Secondhand cigarette smoke is unsafe and is linked to numerous forms of illness and disease, including asthma, Sudden Infant Death Syndrome (SIDS), heart disease and lung cancer.
That’s why the Kentucky Department for Public Health (DPH) is launching its new “Unsafe Campaign” to educate Kentuckians about the dangers of secondhand tobacco smoke and its potential effect on family members, friends, co-workers and passersby. The campaign is entirely federally funded by American Recovery and Reinvestment Act (ARRA) and Centers for Disease Control and Prevention grant dollars.

“Secondhand smoke is 100 percent unsafe, 100 percent of the time,” said Steve Davis, M.D., acting commissioner for DPH. “Staying away from secondhand smoke exposure might seem like a no brainer, but our research has taught us that numerous Kentuckians are exposed to its dangerous toxins on a regular basis. We have to get the message out that this is harmful to your health and secondhand smoke should be avoided.”

This week DPH will start running television, billboard and radio advertisements geared at the general public to show the dangers of secondhand smoke – smoke from the burning end of cigarette, cigar or pipe or the exhaled smoke from a smoker. The ads, which will run statewide, highlight the link between secondhand smoke and dangerous illnesses in both adults and children.

Kentucky’s smoking rate remains the second highest in the country with 24.8 percent of the adult population identified as current smokers and secondhand smoke exposure is equally high. For example, according to DPH, 39.5 percent of Kentucky children from the ages of zero to 17 live with someone who smokes – the highest percentage in the country.

Secondhand smoke has become a major public health concern because it contains approximately 4,000 chemicals, many of which are known carcinogens, and is responsible for approximately 3,000 cases of lung cancer deaths among nonsmokers each year.

“According to a 2007 Surgeon General’s report, there is no safe amount of secondhand smoke,” said Irene Centers, manager of the health promotions branch in DPH. “What we wanted to accomplish with this campaign is to illustrate places where we’re commonly exposed to secondhand smoke and point out some of the dangers.”

The ads, produced by Louisville-based Doe Anderson, feature individuals being exposed to secondhand smoke in places such as residences and cars and carry the tag line, “Secondhand smoke is 100 percent unsafe, 100 percent of the time.”

Centers emphasized that education plays an important role in the campaign, with the goal aimed at reducing Kentucky’s rate of secondhand smoke exposure and helping people realize the issue isn’t exclusive to smokers.

 “Many people unknowingly put themselves at risk, allowing smoking in their homes and vehicles, or socializing with people while they’re smoking,” said Centers. “We’re trying to put an end to these types of practices.”

The secondhand smoke campaign is another project spearheaded by Kentucky’s Tobacco Prevention and Cessation (KTPC) Program, which also works to promote tobacco cessation in youth and adults.
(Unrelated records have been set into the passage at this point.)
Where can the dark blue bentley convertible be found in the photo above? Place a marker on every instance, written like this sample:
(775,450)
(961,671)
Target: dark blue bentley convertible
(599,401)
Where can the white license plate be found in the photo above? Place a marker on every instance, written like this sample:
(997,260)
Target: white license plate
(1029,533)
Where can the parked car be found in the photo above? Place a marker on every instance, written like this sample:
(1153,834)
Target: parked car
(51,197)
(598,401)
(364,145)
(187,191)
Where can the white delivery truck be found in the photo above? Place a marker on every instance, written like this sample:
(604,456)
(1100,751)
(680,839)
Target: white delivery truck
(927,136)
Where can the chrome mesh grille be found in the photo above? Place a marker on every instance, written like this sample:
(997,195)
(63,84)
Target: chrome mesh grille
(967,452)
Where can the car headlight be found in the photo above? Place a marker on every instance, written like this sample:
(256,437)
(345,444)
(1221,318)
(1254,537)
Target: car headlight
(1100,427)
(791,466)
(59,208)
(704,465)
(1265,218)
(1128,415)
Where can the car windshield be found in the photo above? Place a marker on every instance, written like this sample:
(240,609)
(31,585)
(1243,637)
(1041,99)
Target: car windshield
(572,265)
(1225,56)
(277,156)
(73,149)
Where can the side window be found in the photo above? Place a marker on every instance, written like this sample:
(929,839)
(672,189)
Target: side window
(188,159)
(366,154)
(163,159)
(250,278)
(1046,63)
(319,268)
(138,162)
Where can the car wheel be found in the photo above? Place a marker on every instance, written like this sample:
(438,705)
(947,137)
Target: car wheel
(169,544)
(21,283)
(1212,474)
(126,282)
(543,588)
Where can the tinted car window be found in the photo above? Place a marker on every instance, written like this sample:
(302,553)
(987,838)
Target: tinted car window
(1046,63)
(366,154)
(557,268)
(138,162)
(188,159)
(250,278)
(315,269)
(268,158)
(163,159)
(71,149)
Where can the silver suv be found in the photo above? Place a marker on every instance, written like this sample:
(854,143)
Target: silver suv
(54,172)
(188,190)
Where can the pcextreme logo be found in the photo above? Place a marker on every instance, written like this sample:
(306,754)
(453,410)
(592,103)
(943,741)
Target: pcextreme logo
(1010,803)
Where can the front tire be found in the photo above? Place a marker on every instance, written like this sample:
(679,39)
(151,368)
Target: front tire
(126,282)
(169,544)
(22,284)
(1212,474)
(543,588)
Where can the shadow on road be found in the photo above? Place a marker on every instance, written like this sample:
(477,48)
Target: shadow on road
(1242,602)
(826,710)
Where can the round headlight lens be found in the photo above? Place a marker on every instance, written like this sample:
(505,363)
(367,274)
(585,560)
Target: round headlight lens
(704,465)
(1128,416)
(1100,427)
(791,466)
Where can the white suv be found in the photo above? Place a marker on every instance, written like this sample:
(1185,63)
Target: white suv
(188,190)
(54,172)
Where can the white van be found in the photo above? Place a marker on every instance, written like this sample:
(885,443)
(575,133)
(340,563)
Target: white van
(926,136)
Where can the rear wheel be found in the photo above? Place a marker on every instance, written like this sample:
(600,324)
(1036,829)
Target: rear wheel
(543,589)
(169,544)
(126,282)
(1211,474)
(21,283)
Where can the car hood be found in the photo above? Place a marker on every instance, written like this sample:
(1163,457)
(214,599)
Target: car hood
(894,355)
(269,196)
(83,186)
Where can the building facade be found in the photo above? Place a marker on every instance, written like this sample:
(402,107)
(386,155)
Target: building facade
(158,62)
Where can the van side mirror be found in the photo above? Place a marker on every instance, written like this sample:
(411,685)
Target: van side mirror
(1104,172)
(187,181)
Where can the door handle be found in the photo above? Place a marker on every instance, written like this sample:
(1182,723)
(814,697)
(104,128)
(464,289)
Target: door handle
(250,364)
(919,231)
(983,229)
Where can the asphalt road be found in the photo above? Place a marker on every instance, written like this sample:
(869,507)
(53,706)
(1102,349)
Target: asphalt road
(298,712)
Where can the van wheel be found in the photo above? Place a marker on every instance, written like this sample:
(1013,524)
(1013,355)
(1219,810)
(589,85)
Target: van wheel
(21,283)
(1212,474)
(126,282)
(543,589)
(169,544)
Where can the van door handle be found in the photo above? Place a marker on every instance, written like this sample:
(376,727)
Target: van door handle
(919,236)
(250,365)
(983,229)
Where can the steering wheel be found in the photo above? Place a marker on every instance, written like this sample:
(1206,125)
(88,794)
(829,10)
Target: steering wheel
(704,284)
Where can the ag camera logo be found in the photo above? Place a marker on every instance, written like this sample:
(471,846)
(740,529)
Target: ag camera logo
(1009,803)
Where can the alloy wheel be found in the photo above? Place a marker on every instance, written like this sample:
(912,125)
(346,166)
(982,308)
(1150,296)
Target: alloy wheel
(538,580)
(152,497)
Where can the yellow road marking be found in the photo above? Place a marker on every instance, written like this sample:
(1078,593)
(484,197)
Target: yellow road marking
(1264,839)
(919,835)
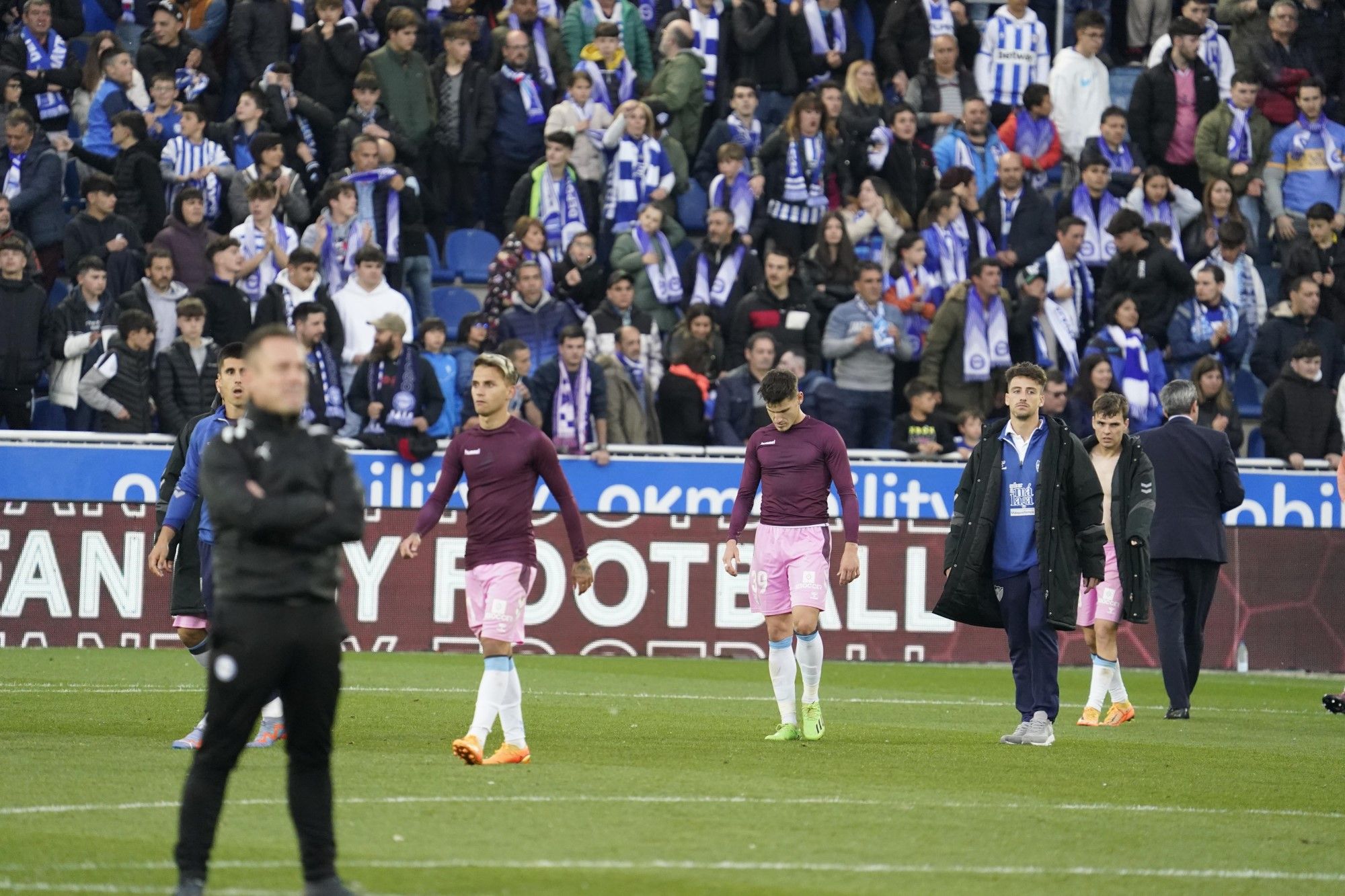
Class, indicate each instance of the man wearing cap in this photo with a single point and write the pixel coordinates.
(1145, 271)
(170, 49)
(1169, 101)
(396, 392)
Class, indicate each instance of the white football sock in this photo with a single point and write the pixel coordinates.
(1118, 688)
(1104, 671)
(781, 659)
(490, 696)
(512, 709)
(809, 650)
(275, 709)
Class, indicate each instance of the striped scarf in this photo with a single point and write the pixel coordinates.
(637, 170)
(540, 52)
(52, 104)
(188, 157)
(707, 42)
(392, 212)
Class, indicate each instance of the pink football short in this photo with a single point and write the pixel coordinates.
(790, 567)
(1105, 600)
(497, 595)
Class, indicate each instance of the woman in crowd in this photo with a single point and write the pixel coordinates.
(699, 325)
(1137, 362)
(1218, 408)
(527, 243)
(1096, 377)
(798, 161)
(1200, 237)
(828, 270)
(1161, 201)
(876, 222)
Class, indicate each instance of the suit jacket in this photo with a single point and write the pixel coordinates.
(1198, 483)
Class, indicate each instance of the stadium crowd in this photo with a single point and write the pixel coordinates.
(688, 194)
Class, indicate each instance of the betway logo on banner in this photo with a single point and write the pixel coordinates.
(899, 490)
(73, 575)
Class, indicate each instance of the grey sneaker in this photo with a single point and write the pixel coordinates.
(1040, 732)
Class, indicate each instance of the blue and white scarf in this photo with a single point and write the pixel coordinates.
(664, 276)
(705, 29)
(392, 212)
(1100, 248)
(626, 85)
(747, 136)
(254, 244)
(948, 255)
(1239, 135)
(1121, 161)
(562, 210)
(738, 198)
(1135, 373)
(338, 255)
(637, 170)
(1163, 213)
(1245, 304)
(818, 34)
(883, 341)
(1032, 140)
(52, 104)
(1204, 319)
(544, 261)
(716, 292)
(570, 411)
(529, 92)
(805, 161)
(985, 338)
(14, 175)
(540, 52)
(406, 380)
(322, 365)
(1321, 128)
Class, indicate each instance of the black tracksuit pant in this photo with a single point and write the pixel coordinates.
(263, 646)
(1182, 594)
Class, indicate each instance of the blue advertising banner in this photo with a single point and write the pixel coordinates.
(636, 485)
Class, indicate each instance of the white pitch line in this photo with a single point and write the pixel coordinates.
(732, 866)
(707, 799)
(371, 689)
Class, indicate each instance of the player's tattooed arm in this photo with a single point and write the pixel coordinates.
(583, 575)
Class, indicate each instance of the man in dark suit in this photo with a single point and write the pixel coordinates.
(1198, 482)
(1020, 218)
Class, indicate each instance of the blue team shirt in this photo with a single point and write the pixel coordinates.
(1308, 181)
(189, 483)
(1016, 529)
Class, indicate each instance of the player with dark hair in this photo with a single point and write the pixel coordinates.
(796, 460)
(502, 459)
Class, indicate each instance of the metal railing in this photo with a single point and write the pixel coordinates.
(38, 438)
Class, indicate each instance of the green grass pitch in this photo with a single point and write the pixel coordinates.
(650, 776)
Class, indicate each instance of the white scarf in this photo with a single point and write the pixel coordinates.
(664, 276)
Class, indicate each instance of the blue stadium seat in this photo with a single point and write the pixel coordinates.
(48, 416)
(60, 290)
(1256, 444)
(469, 253)
(692, 208)
(453, 304)
(864, 25)
(438, 272)
(1247, 393)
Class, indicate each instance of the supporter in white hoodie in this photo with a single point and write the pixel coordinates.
(365, 298)
(1081, 89)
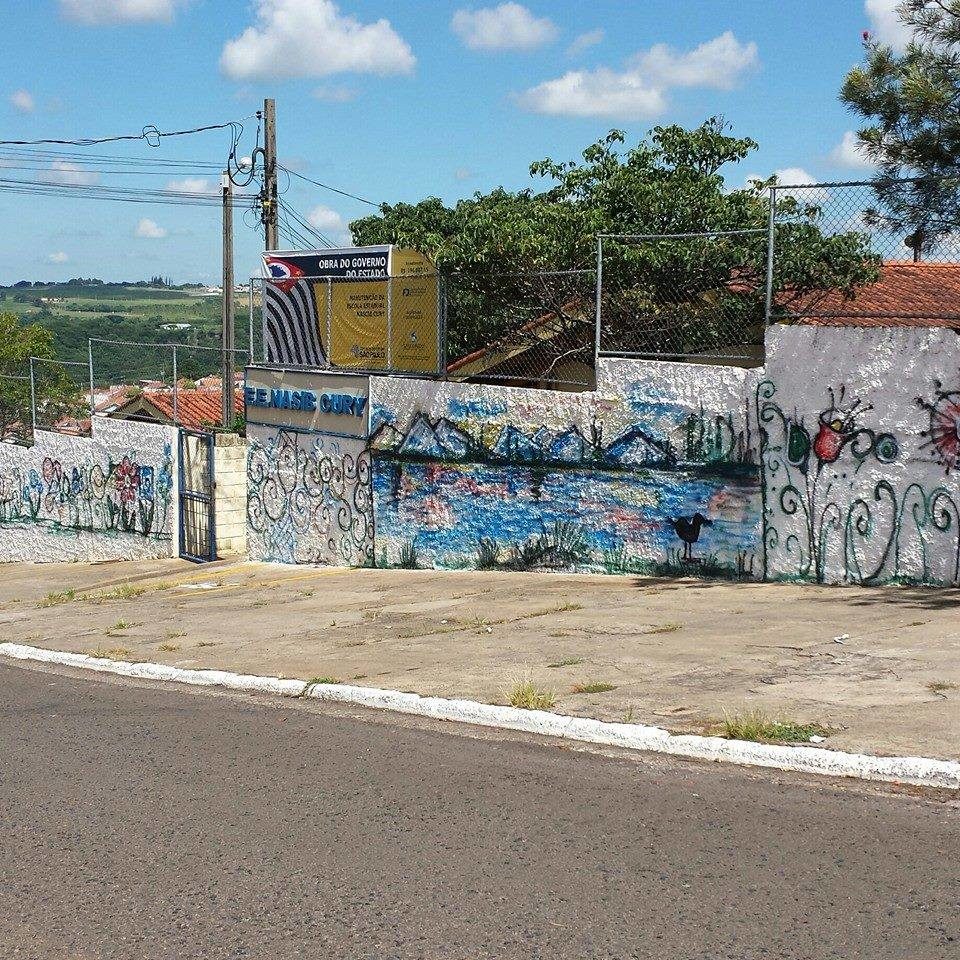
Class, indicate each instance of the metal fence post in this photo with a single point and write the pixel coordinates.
(176, 418)
(599, 286)
(250, 320)
(771, 239)
(329, 323)
(389, 323)
(33, 401)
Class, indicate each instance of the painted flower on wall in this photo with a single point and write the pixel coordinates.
(127, 480)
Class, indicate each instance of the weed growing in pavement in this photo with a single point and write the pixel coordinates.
(124, 592)
(53, 599)
(663, 628)
(316, 682)
(526, 695)
(112, 653)
(567, 662)
(594, 686)
(756, 726)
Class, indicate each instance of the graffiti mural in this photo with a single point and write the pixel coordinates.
(494, 478)
(308, 499)
(844, 503)
(76, 498)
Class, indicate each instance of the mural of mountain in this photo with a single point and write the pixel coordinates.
(443, 439)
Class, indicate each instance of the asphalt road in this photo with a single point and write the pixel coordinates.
(143, 822)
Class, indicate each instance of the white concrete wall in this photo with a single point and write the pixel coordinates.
(860, 461)
(111, 496)
(230, 502)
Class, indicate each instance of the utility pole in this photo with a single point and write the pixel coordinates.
(227, 319)
(270, 211)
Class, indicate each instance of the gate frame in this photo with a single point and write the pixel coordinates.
(208, 498)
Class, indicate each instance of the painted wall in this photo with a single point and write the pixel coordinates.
(107, 497)
(308, 498)
(860, 455)
(655, 472)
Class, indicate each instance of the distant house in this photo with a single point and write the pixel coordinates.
(907, 294)
(197, 409)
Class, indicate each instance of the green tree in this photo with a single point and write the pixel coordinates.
(57, 396)
(690, 293)
(910, 103)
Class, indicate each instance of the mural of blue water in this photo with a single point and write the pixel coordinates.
(520, 517)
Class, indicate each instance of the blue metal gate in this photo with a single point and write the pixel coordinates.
(198, 539)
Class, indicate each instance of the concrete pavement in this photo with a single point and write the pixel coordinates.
(163, 823)
(678, 654)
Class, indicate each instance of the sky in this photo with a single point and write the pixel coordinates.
(392, 100)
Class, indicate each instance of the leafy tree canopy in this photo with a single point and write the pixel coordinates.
(910, 103)
(498, 244)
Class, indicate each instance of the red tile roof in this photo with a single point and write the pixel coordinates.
(196, 409)
(906, 295)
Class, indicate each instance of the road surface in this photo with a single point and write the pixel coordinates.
(149, 822)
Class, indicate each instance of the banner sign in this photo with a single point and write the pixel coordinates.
(362, 308)
(318, 402)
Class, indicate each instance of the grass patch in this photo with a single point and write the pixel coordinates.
(756, 726)
(112, 653)
(594, 686)
(124, 592)
(55, 599)
(526, 695)
(566, 662)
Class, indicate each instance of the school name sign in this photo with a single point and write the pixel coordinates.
(310, 401)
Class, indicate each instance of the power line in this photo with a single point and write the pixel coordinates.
(150, 134)
(326, 186)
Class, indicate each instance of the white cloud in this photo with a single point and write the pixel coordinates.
(70, 174)
(330, 224)
(332, 94)
(148, 229)
(586, 40)
(850, 153)
(717, 64)
(312, 38)
(98, 12)
(794, 177)
(640, 91)
(885, 24)
(198, 185)
(22, 101)
(509, 26)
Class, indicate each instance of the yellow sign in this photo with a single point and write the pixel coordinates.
(383, 324)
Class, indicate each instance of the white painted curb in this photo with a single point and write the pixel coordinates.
(916, 770)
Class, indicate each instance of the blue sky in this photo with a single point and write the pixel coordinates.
(395, 100)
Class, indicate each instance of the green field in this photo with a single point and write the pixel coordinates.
(117, 312)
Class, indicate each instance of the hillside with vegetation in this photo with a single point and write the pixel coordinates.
(143, 313)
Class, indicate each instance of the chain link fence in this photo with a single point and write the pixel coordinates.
(683, 295)
(891, 246)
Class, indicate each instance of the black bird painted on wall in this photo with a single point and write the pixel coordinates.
(688, 530)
Community interventions for tobacco cessation are available through local health departments staffed with tobacco control specialists. In addition, all citizens of Kentucky have access to a toll free quit line (1 800 QUIT NOW) service. 

Similarly, the program provides technical assistance along with the Kentucky Center for Smoke Free Policy at the University of Kentucky to assist communities in seeking smoke-free ordinances.